You should feel bad. Really.

From this week's Economist, behind a firewall. One of many reviews out there of a new anti-internet screed by a guy named Nicholas Carr. You can worry about global warming all you want.... This is happening now and I'm pretty sure it's happening to me and my friends:

Neurological research has demolished the myth of the static brain. Neural networks can be rapidly reorganised in response to new experiences such as going on the web. Mr Carr surveys current knowledge about the effects on thinking of “hypermedia”—in particular clicking, skipping, skimming—and especially on working and deep memory. He draws some chilling inferences. There is evidence, he says, that digital technology is already damaging the long-term memory consolidation that is the basis for true intelligence.

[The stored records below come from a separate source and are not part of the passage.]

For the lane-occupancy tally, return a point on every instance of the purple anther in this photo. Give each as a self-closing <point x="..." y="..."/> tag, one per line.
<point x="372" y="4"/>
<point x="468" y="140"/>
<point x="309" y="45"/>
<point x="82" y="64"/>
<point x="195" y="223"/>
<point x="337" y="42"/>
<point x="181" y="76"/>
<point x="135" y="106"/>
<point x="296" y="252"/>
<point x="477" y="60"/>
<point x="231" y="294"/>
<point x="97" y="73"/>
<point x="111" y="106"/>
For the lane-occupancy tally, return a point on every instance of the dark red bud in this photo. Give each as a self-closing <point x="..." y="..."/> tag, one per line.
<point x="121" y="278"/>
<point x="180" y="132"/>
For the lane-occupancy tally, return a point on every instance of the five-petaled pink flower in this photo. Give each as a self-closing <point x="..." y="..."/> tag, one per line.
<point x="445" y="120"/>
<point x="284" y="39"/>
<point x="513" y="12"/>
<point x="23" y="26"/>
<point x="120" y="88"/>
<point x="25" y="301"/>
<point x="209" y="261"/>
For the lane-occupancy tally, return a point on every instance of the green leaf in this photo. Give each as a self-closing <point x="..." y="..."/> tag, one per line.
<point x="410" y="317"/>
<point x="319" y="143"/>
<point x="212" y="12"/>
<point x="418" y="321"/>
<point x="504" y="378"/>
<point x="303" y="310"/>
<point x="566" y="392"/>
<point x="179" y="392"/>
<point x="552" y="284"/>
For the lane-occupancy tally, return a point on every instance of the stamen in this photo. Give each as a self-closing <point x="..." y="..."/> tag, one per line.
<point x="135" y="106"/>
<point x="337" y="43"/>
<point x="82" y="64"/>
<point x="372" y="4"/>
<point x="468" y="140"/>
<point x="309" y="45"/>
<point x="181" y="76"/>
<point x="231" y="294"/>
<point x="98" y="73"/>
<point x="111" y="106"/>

Only by combining data stored deep within our brains can we forge new ideas. No amount of magpie assemblage can compensate for this slow, synthetic creativity. Hyperlinks and overstimulation mean the brain must give most of its attention to short-term decisions. Little makes it through the fragile transfer into deeper processing. Clearly, argues Mr Carr, this is a radical upending of the “literate mind” that has been the hallmark of civilisation for more than 1,000 years. From a society that valued the creation of a unique storehouse of ideas in each individual, man is moving to a socially constructed mind that values speed and group approval over originality and creativity.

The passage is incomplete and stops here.